En second lieu, Jésus envoya des anges annoncer sa résurrection aux femmes pieuses qui venaient embaumer son corps, et ils leur montrèrent que son sépulcre était vide.
En troisième lieu, non content de ces deux premiers moyens, Jésus voulut se manifester en personne à ses amis et leur découvrir l’excès de sa charité.
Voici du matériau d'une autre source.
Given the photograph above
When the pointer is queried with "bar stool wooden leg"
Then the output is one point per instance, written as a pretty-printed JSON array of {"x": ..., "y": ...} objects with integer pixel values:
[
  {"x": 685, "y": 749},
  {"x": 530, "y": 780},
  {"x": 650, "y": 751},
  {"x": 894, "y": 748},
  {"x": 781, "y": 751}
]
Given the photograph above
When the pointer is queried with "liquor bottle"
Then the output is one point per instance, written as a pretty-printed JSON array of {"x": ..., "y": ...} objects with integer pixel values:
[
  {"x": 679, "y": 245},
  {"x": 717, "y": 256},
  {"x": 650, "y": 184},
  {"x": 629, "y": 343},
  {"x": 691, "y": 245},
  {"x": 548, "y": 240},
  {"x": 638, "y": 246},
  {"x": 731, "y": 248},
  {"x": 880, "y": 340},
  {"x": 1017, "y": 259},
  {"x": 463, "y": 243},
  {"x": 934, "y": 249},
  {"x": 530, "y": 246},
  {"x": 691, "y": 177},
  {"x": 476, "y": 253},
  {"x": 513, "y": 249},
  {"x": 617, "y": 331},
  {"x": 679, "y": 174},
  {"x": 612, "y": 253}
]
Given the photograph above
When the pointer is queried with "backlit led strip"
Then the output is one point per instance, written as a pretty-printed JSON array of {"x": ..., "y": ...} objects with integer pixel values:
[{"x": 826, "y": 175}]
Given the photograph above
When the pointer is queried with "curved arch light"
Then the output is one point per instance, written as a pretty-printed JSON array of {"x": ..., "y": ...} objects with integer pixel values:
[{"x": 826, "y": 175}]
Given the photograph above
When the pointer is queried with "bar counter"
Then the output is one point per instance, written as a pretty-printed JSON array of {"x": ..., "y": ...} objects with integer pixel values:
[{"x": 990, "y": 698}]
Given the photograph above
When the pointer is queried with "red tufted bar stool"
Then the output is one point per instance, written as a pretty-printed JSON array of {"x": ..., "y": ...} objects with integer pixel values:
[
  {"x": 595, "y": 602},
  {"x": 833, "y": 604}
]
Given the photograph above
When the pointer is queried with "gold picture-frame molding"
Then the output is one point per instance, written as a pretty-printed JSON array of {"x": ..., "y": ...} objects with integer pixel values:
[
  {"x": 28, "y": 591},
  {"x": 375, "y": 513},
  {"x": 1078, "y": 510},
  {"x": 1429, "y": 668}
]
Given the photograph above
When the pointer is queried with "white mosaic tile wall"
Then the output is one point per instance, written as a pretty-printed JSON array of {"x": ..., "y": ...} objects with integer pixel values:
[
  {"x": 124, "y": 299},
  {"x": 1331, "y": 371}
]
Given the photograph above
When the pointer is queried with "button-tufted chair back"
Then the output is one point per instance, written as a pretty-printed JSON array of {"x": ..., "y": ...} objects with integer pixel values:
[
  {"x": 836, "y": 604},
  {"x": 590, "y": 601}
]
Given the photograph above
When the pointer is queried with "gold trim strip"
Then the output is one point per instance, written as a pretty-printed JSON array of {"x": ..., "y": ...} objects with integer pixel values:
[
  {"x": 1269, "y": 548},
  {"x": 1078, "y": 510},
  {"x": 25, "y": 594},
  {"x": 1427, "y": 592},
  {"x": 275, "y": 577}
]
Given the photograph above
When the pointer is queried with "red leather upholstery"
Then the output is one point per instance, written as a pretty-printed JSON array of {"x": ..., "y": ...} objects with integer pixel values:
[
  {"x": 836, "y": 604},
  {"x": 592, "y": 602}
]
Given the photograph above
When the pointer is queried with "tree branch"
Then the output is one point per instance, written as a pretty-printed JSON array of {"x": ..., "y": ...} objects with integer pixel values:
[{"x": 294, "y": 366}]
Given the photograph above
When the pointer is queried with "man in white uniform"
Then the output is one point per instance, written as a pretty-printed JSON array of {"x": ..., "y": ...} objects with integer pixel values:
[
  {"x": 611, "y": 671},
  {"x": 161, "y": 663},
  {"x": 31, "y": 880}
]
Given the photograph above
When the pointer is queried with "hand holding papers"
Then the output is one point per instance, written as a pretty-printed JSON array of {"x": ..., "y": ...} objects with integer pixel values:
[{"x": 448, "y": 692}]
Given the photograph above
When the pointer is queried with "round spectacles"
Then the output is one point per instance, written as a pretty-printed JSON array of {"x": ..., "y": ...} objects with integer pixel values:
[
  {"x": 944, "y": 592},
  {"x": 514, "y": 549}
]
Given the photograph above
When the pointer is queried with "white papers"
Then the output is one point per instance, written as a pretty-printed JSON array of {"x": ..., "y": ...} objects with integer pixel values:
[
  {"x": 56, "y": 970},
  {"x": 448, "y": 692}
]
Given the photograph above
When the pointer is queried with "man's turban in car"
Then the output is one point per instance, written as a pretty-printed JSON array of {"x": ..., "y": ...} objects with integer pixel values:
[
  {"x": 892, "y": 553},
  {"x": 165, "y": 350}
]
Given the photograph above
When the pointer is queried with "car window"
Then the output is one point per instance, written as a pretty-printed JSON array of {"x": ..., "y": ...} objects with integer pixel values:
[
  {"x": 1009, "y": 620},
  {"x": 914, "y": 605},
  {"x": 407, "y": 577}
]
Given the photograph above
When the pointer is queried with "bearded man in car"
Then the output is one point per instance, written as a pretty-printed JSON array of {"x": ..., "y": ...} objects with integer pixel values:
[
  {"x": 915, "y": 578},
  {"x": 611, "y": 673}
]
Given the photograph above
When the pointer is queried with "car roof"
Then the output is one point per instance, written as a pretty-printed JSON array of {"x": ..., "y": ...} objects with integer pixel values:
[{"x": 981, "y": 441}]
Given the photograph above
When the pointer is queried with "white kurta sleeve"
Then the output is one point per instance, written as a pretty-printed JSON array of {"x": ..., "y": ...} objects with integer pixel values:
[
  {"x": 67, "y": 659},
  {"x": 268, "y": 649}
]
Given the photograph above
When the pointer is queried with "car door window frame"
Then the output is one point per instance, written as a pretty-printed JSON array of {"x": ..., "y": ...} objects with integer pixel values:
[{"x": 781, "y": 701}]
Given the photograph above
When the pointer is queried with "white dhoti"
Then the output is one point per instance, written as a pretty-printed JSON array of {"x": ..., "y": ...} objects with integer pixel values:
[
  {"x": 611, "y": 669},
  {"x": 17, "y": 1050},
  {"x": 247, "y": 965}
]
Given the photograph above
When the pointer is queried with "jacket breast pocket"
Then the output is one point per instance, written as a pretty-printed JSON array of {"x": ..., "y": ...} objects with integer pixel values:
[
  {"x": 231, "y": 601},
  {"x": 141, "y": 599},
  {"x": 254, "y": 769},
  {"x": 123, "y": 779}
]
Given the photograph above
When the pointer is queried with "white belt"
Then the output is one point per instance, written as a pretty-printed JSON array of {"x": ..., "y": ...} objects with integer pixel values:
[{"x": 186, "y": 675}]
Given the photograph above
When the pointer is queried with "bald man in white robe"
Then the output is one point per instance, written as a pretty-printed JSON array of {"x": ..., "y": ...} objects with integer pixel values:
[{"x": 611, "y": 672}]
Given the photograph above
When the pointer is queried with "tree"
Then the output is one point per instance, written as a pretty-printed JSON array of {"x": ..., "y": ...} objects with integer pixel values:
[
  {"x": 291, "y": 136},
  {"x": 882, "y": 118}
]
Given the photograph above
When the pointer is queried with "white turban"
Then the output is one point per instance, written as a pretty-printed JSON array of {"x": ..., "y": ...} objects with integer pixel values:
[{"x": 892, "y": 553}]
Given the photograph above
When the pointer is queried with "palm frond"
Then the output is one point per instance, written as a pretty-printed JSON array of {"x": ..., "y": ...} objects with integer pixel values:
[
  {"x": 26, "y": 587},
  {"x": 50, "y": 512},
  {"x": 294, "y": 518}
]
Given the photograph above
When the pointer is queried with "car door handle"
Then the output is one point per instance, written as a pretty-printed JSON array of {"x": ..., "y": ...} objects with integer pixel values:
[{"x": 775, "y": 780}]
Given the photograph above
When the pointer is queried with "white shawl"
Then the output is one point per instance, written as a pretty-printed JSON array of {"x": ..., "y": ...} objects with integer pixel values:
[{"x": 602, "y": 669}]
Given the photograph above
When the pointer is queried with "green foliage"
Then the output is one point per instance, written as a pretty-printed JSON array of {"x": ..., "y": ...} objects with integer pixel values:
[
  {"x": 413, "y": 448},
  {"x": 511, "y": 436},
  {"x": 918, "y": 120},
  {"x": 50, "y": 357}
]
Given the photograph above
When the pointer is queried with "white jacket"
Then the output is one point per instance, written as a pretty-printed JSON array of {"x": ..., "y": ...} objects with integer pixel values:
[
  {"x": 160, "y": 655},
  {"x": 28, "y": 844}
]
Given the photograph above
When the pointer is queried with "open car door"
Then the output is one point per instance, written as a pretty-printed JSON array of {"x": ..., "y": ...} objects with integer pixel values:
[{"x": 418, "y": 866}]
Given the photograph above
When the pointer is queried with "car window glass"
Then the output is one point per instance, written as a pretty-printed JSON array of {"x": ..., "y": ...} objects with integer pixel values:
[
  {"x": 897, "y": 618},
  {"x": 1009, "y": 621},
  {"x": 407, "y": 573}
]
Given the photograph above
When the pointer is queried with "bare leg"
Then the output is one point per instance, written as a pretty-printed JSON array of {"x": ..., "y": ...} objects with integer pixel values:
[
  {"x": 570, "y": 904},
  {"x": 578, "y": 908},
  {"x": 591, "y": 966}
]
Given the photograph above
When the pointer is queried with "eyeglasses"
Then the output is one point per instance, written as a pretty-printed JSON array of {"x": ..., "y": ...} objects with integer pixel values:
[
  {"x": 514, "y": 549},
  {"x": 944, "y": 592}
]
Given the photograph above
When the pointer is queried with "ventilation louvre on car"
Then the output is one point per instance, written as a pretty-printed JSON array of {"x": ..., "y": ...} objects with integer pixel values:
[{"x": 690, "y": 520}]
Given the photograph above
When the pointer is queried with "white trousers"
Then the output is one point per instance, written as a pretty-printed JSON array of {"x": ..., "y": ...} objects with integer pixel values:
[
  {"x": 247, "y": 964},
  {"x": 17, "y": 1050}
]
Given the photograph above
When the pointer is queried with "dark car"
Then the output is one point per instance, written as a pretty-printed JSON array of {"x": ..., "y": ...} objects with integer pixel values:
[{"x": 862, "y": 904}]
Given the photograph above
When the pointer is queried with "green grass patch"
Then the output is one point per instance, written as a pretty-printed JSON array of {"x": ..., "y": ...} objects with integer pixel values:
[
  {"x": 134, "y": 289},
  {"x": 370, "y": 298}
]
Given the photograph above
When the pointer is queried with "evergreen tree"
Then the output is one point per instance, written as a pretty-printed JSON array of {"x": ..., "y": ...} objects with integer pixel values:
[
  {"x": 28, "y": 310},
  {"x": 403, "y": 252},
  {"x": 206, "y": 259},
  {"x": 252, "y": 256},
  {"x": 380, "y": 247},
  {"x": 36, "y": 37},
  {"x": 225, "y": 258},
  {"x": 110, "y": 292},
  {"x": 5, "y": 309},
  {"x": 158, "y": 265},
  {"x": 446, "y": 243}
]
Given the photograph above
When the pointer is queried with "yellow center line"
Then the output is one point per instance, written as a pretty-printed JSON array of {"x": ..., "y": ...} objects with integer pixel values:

Ainsi, bien qu’Il dût naturellement, en sortant du tombeau, monter au Ciel, qui est le séjour des corps glorifiés, Il résolut néanmoins de rester plusieurs jours sur la terre pour réunir, comme un bon Pasteur, son troupeau, pour consoler ses disciples, pour les instruire de beaucoup de choses touchant le royaume de Dieu, et pour leur apparaître dans tout l’éclat de sa gloire, afin qu’ils fussent devant les peuples les témoins irrécusables de sa résurrection.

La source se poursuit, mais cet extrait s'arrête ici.